Jean-François De Bus, le Maître de la grande tribulation

Peintre du grand chambardement, Jean  François De Bus convoque le monde à venir figurer sur ses grandes toiles, le faisant échapper par la  grâce du pinceau au destin éphémère qui l’attend sur l’autre toile.
 
Il assigne tous nos contemporains à y comparaître avec leurs possessions multiples, ainsi  que les bêtes, plantes et machines saisis en pleine action, il les entraine avec armes et baguages  dans le mouvement d’une grande procession, en route vers les fins dernières.
Tout tient, comme dans une arche vouée à flotter sur les ondes de la mer virtuelle, dans les quinze triptyques monumentaux de trois mètres soixante par deux mètres et bien d’autres tableaux de moindre formats.
 
On s’interroge au pied de ces grandes toiles énigmatiques…de quoi s’agit il ?
La vision des « danses macabres  » au 14 ème siècle vient à l’esprit comme une réminiscence .souvenez vous! clercs ,princesses et manants s’y tenaient par la main, allant vers une dernière fête ,un banquet au milieu des cadavres de la grande peste….
Ici nous sommes rendus à l’âge postmoderne. la farandole a pris une ampleur universelle et une fébrilité sans pareil !
Jean François De bus a capturé sur ses toiles toutes ces images que nous voyons fuir sur nos écrans et dans la rue à longueur de journée…
 
Exploit d’un œil exercé qui a eu le temps de les voir dans le court instant qui sépare leur apparition de leur disparition. Ensuite il les a considérées, apprivoisées et peintes.

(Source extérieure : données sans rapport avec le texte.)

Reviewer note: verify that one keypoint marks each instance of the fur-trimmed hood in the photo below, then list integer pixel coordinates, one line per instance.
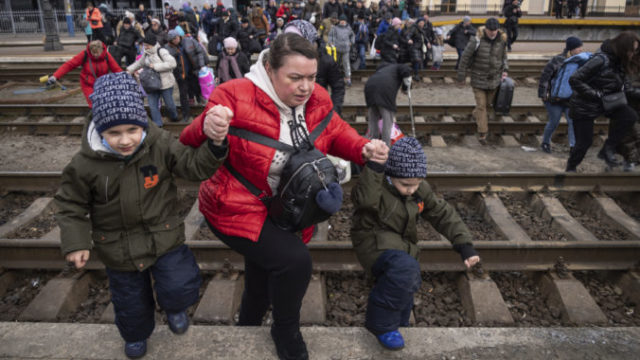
(501, 34)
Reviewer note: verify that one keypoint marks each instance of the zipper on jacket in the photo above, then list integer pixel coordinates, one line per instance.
(106, 190)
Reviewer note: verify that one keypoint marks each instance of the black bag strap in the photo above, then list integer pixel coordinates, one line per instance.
(275, 144)
(243, 180)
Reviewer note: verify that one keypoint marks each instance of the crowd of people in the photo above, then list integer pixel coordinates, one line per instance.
(261, 128)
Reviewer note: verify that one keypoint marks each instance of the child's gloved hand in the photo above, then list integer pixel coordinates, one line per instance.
(78, 258)
(216, 123)
(469, 262)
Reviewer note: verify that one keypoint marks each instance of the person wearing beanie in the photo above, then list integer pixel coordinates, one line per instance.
(125, 44)
(571, 58)
(342, 37)
(390, 42)
(119, 192)
(94, 62)
(157, 58)
(389, 196)
(512, 13)
(233, 64)
(459, 36)
(485, 57)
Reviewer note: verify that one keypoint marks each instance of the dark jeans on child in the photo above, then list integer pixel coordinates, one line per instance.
(277, 272)
(397, 278)
(176, 281)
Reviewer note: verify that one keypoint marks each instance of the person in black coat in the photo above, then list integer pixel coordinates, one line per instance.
(609, 71)
(125, 44)
(512, 13)
(248, 38)
(380, 94)
(460, 36)
(391, 42)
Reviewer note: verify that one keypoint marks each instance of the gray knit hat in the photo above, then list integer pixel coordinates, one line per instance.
(117, 100)
(406, 159)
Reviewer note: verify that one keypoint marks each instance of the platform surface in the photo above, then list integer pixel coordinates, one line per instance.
(93, 341)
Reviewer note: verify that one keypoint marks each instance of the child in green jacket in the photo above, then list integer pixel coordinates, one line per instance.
(388, 199)
(118, 198)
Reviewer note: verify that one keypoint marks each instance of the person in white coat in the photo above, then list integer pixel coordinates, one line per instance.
(160, 60)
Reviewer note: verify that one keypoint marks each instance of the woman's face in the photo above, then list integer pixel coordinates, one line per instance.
(294, 80)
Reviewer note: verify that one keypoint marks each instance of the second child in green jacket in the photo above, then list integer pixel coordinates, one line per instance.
(118, 199)
(388, 199)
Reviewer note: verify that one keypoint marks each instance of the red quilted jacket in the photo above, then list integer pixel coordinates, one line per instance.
(224, 201)
(101, 65)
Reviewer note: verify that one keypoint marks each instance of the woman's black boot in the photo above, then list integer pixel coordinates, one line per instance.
(290, 346)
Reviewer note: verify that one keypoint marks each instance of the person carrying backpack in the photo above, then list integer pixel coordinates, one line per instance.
(555, 91)
(159, 60)
(279, 100)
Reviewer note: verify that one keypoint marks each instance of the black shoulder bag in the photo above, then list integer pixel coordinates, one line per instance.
(307, 172)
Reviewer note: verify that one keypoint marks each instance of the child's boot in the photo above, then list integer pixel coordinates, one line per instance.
(178, 322)
(135, 349)
(391, 340)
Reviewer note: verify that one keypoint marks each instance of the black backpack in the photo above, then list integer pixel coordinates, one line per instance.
(306, 173)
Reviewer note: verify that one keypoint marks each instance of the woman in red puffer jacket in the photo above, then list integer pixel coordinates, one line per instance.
(95, 61)
(279, 90)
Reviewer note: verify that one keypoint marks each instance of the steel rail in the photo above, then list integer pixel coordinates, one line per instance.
(339, 255)
(478, 182)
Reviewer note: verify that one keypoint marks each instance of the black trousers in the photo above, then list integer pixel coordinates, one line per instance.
(277, 272)
(183, 88)
(620, 123)
(512, 34)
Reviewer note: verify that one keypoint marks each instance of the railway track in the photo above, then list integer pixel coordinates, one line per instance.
(64, 119)
(518, 264)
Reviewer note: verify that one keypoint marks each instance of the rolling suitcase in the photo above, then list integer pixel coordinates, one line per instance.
(504, 96)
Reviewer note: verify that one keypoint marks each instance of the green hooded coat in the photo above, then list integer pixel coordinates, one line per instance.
(125, 208)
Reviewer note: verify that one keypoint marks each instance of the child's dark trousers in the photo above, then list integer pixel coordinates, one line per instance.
(397, 276)
(176, 280)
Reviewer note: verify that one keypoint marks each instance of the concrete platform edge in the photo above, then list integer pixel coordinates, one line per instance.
(95, 341)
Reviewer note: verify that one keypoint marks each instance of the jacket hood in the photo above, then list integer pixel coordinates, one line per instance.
(93, 147)
(579, 58)
(501, 34)
(102, 55)
(258, 76)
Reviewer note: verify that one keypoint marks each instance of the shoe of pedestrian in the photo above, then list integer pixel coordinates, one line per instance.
(135, 349)
(482, 138)
(178, 322)
(608, 155)
(628, 166)
(391, 340)
(290, 348)
(546, 148)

L’œuvre de Jean François De Bus est paradoxale, elle exprime en apparence le trop plein de tout, l’accumulation infinie des marchandises, une saturation universelle.
Serait ce une belle image de la société de consommation dans sa gloire colorée et festive?
A moins qu’il ne s’agisse d’une critique? d’une dénonciation du grand gaspillage universel?
Cela s’est beaucoup fait entre les années 60 et 80.est ce un écho lointain de la culture pop, de la bande dessinée, de la peinture « engagée » son œuvre peinte ne semble entrer dans aucune de ces catégories.
 
Aurions nous changé d’époque ?
 
Le langage pictural de De Bus n’est pas manichéen et échappe à toute vindicte ou accusation universelle.
Jean François De Bus n’est pas d’évidence un donneur de leçons morales, ni un créateur de concepts. il est occupé à tout autre chose:
à peindre.
 
D’un coup de pinceau  il sait retourner la banale réalité comme un gant: ces objets  sériels et de pacotille qui nous entourent deviennent grâce à lui uniques et poétiques! Il a le don de peupler ses foules d’êtres éminemment singuliers.
Il les pare, les met en scène et en forme pour une autre vie et un autre temps.
 
Jean François De Bus œuvre en sachant qu’il ne connait rien qu’il n’est  dessiné et peint : cet acte le fait désirer, comprendre et aimer.
Ce geste délaissé de la peinture peut opérer une métamorphose positive du monde…
Jean François De Bus appartient à ce courant, fortement condamné, qui cherche à redonner une aura aux choses peintes. il y a là de sa part une rupture avec » ce qui se fait ».
 
Silencieusement Jean François De Bus représente les grands évènements de l’actualité : raz de marée, effondrement des tours éruptions de volcans, faits divers en tous genres… chaque triptyque devient une sorte d’almanach de l’année ou il a été peint !
La lenteur que nécessite la fabrication de l’image sauve la catastrophe de sa négation presque immédiate, sans rédemption possible.
Le volcan sitôt apparu ,disparait à l’arrivée de la grande marée noire qui s’évanouit à la suite du krach boursier… grâce à ce procédé « archaïque » de la peinture s’opère une résistance à la réduction acharnée du monde à son concept.
 
Lorsque l’on s’éloigne des grandes toiles et que l’on cesse de fixer l’infini de ses détails, l’impression de chaos s’estompe, l’œuvre se compose sous nos yeux.
un grand mouvement devient perceptible, des  rythmes apparaissent, nous sommes pris dans un flux, comme celui de eaux d’un grand fleuve.
On aperçoit avec le recul, des repaires, des amers, des personnages énigmatiques, tout fait signe.
La contemplation des images peut commencer !
 
Rien n’est insensé dans cette grande tribulation picturale qui cache bien des trésors.
 
Ils ne se révèleront qu’avec le temps.